Liechti PsyPost'a şunları söyledi: "Öncelikle LSD'nin anksiyete ve yaşamı tehdit eden hastalığı olan bireylerdeki etkilerine ilişkin bir pilot araştırmayı desteklemeyi amaçladık. İkinci olarak, yaygın anksiyete bozukluğu gibi anksiyete bozukluğu olan ve aynı zamanda fiziksel bir hastalığı olmayan kişilerde terapötik avantajları araştırmaya çalıştık."
Psikedelik maddelerin tedavi amaçlı kullanımına ilişkin araştırmalar hızla artmaktadır. Sihirli mantarlarda (Magic mashroom) bulunan halüsinojen psilosibin, depresyon tedavisinde potansiyel olarak kullanılıp kullanılamayacağını görmek için araştırmacılar tarafından halihazırda incelenmektedir.
Liechti, bu alanı genişletmek için "modern psikedelik araştırmalarında daha sık kullanılan psilosibin yerine LSD kullanmayı da amaçladık" diyor.
Araştırma katılımcılarına 24 haftalık bir süreye yayılan üç seans boyunca ya LSD veya plasebo uygulandı. LSD verilenlere ise tedavi amaçlı aralığın en üst sınırı olan 200 mikrogram verildi.
Araştırmacılar raporlarında, "LSD'nin ilk tedavi döneminde plaseboya kıyasla kaygı, üzüntü ve genel psikiyatrik semptomatolojide önemli azalmalar gösterdiğini" belirtmektedir. Etkiler 16 haftaya kadar sürmüş ve ikinci LSD deneyiminden iki hafta sonra zirveye ulaşmıştır.
Bununla birlikte, böyle bir araştırmanın doğasında var olan bazı tehlikeler de bulunmaktadır. Çalışmaya göre, araştırmacılar altısı "LSD aşamasında" ve üçü "plasebo döneminde meydana gelen" dokuz "ciddi advers olay" görmüştür.
Liechti'nin PsyPost'a yaptığı açıklamaya göre, bir hastanın gece boyunca gözetim altında tutulması ve sabah serbest bırakılması gerekmiş, ancak mutlu bir şekilde daha fazla uzun süreli sorun yaşamadığı belirtiliyor.
Psikedelik maddelerin klinik ortamda araştırılmasıyla ilgili bir başka sorun da hastaların genellikle LSD mi yoksa plasebo mu verildiğini tribe girip girmediklerine göre belirlemekte zorlanmamalarıdır.
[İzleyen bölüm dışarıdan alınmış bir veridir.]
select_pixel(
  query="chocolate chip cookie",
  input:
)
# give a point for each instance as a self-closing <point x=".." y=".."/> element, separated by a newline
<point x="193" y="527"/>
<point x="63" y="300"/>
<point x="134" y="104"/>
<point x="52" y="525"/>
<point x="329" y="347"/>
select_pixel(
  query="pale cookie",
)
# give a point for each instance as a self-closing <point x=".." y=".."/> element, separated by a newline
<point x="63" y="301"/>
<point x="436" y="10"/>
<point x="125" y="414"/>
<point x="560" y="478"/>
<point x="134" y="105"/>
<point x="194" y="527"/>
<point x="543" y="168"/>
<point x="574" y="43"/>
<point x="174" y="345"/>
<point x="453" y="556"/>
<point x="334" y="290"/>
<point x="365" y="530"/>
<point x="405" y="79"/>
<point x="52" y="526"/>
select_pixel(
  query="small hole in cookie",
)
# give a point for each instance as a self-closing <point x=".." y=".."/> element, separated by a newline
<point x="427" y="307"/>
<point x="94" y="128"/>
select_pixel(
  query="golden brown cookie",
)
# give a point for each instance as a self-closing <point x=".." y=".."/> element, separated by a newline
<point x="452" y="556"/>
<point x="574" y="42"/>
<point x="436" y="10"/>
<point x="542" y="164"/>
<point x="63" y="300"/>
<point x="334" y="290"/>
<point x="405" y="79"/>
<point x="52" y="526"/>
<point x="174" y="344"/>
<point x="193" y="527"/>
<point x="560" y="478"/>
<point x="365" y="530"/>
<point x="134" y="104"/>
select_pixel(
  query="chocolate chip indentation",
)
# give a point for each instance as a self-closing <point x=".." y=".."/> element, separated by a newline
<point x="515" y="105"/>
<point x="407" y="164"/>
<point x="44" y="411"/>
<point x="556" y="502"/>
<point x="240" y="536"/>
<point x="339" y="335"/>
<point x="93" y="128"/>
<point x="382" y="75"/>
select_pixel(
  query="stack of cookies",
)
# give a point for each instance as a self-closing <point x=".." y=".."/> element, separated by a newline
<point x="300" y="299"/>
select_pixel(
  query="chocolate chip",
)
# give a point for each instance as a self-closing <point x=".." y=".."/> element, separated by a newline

Elde edilen ilk başarılara rağmen, bu psikedeliğin tedavi amaçlı olarak yaygın bir şekilde kullanılması için birkaç yıl geçmesi gerekecektir. Raporda "Bu sonuçları doğrulamak için daha büyük çalışmalara ihtiyaç var" deniyor ve neyse ki ilgideki artış göz önüne alındığında bu imkansız değil.